Sher-Kalter revived the student after two sets of compressions and rescue breaths and did not need the defibrillator. The student was taken to the hospital and has made a full recovery.

“Accidents happen often, especially in Phys Ed,” said DeAngelo, who’s been teaching swim for 13 years. “You’re playing sports. Kids are going to have bumps and bruises. It’s part of sports. With this, it was a little bit different of a situation where the kid was never submerged in the water. She was just complaining of a headache...In the water, every precaution is necessary. The water adds a whole different element.”

Sher-Kalter and DeAngelo said their CPR first aid certification and lifeguard training helped them respond quickly.

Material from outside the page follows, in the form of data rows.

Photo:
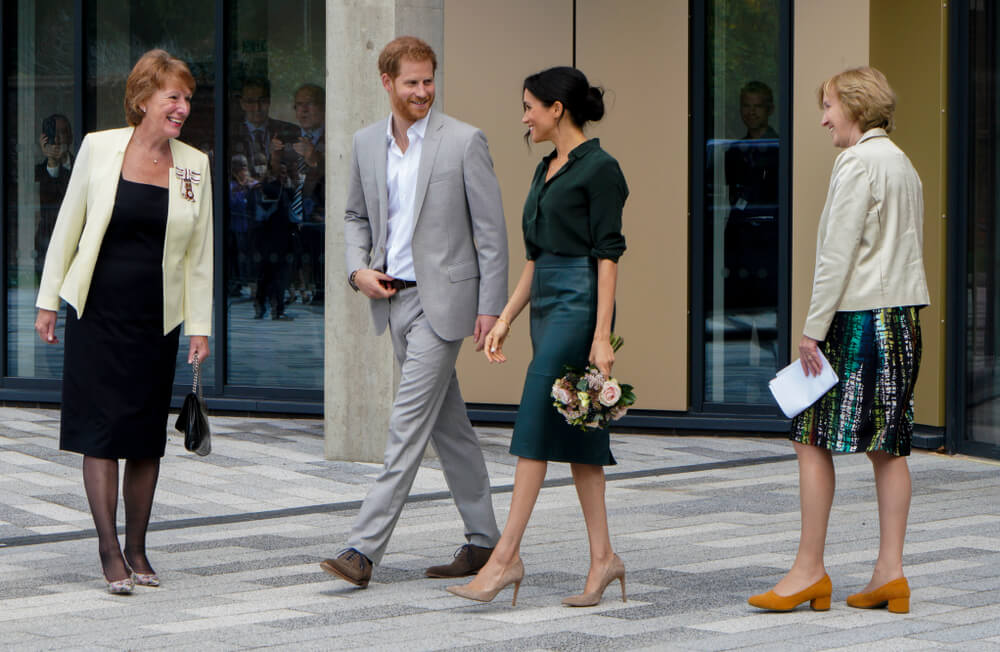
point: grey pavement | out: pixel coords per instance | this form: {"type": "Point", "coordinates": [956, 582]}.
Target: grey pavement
{"type": "Point", "coordinates": [701, 522]}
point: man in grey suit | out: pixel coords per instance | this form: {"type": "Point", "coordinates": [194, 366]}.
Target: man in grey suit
{"type": "Point", "coordinates": [427, 244]}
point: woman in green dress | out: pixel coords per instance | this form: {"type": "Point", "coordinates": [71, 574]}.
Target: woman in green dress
{"type": "Point", "coordinates": [573, 239]}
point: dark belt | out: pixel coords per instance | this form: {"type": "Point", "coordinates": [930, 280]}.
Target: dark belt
{"type": "Point", "coordinates": [399, 284]}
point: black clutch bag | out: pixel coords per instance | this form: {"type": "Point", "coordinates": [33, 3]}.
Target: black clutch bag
{"type": "Point", "coordinates": [193, 419]}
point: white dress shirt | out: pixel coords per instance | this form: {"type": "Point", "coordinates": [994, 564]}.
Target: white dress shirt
{"type": "Point", "coordinates": [401, 183]}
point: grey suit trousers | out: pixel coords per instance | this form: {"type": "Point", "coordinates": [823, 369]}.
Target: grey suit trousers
{"type": "Point", "coordinates": [428, 406]}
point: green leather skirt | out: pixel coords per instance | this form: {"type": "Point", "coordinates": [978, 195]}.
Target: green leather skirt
{"type": "Point", "coordinates": [563, 317]}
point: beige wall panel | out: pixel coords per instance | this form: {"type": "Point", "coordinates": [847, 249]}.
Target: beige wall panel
{"type": "Point", "coordinates": [904, 42]}
{"type": "Point", "coordinates": [638, 50]}
{"type": "Point", "coordinates": [490, 47]}
{"type": "Point", "coordinates": [828, 39]}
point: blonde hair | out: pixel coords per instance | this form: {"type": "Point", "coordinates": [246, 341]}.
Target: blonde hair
{"type": "Point", "coordinates": [153, 71]}
{"type": "Point", "coordinates": [865, 95]}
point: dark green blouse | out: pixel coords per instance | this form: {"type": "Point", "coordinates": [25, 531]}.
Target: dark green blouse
{"type": "Point", "coordinates": [578, 212]}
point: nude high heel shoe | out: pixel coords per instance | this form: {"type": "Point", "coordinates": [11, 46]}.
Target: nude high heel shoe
{"type": "Point", "coordinates": [614, 571]}
{"type": "Point", "coordinates": [511, 575]}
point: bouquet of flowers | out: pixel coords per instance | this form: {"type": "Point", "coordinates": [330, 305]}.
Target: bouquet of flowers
{"type": "Point", "coordinates": [587, 399]}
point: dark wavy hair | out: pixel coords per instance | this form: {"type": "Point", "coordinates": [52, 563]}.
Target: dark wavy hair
{"type": "Point", "coordinates": [584, 103]}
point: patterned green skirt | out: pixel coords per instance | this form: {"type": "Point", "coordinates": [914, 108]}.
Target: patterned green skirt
{"type": "Point", "coordinates": [876, 354]}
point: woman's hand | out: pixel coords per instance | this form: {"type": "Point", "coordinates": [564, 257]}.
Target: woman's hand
{"type": "Point", "coordinates": [812, 365]}
{"type": "Point", "coordinates": [45, 326]}
{"type": "Point", "coordinates": [199, 345]}
{"type": "Point", "coordinates": [493, 344]}
{"type": "Point", "coordinates": [602, 355]}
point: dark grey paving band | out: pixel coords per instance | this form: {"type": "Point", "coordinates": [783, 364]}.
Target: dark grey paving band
{"type": "Point", "coordinates": [202, 521]}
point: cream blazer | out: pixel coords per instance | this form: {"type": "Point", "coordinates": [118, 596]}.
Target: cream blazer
{"type": "Point", "coordinates": [84, 216]}
{"type": "Point", "coordinates": [869, 249]}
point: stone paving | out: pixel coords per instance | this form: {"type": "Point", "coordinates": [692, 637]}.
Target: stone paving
{"type": "Point", "coordinates": [701, 523]}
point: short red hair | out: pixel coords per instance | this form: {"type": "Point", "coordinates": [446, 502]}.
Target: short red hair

“Everyone should know how to do it,” Sher-Kalter said. “In a split second, anything can happen. If you know what to do, you could make a big difference.”

They have each been awarded the American Red Cross lifesaving award, one of the highest given by the organization.

Sher-Kalter emphasized the importance of learning CPR. A volunteer ambulance driver in Pound Ridge, N.Y., she’s used her skills before on her second job. Sophomores at Westhill High School also learn CPR as part of their health curriculum.